La ley humana no debe controlar
la intimidad del ser humano.
(Tomás de Aquino).
¡Oh Jesús misericordioso,
tú eres el camino, la verdad y la vida!
Creo en ti, resucitado, amigo y libertador.
Aléjame del miedo y el conformismo,
quítame el complejo de inferioridad,
ayúdame a cambiar los hábitos insanos,
líbrame de la arrogancia
que disfraza mis inseguridades.
No permitiré que me traten
como el sexo débil,
ni que usen mi cuerpo como un objeto
o resten importancia a mis sentimientos.
Que, como tú, me deje tocar
por quien padece,
que sea yo un instrumento de tu fuerza,
para que tu poder brille en la dignidad
de todo ser humano.
Amén.
Marta y María:
Escuchar la Palabra y actuar
Si unimos las versiones del Evangelio de Jesús difundidas por Lucas (10,38-42) y Juan (11,1-44), nos encontramos con esta hermosa anécdota:
Las hermanas Marta y María, junto con su hermano Lázaro, vivían en Betania, una aldea muy cercana a Jerusalén. Jesús visitaba con frecuencia su casa, donde compartía la amistad, el alimento, el descanso y la consagración al Reino de Dios.

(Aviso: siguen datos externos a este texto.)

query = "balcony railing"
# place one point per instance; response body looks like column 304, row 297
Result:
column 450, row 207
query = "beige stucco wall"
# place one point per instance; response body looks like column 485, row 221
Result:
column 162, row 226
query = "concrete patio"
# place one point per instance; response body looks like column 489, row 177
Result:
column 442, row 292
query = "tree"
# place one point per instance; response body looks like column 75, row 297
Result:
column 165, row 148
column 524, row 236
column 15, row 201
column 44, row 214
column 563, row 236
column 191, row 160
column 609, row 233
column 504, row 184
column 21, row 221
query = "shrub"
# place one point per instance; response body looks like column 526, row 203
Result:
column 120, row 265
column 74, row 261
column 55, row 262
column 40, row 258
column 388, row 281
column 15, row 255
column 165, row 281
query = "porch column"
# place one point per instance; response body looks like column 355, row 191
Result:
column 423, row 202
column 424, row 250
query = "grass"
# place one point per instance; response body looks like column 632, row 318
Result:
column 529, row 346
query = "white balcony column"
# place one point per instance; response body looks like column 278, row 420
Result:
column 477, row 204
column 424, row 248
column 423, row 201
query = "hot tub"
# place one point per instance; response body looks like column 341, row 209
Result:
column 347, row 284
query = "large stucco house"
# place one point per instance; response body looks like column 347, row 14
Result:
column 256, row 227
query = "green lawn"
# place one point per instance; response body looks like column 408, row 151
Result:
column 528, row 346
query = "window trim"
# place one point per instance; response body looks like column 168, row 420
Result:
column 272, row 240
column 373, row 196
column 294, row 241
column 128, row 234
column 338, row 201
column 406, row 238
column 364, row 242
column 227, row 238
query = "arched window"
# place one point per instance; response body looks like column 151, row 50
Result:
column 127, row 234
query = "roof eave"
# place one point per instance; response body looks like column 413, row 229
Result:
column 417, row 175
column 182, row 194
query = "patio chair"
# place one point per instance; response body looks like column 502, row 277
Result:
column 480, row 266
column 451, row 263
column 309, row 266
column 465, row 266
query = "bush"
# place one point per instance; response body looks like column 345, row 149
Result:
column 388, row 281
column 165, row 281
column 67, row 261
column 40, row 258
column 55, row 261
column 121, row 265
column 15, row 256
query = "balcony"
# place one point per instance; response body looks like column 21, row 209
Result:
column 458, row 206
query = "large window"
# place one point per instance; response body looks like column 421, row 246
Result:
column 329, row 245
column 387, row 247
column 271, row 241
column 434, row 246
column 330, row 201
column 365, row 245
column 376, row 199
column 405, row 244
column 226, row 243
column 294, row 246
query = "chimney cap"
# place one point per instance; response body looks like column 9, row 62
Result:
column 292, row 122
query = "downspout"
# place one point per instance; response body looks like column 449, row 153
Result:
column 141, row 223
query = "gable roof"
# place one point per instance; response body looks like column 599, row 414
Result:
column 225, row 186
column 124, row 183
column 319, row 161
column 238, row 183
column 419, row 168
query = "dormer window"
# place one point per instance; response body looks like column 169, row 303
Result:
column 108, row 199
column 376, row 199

María acostumbraba dejarlo todo para sentarse a los pies de Jesús y escucharlo atentamente. Su actitud era inusitada, en comparación con las tradiciones y las costumbres sociales y religiosas que primaban en aquel tiempo. Jesús, el divino maestro, daba lugar al aprendizaje y el liderazgo de las mujeres. Por su parte, Marta, ama de casa presa de las actividades del hogar, se ahogaba en los detalles. Pero Jesús le abrió el horizonte, mostrándole su capacidad para crecer como persona y como discípula.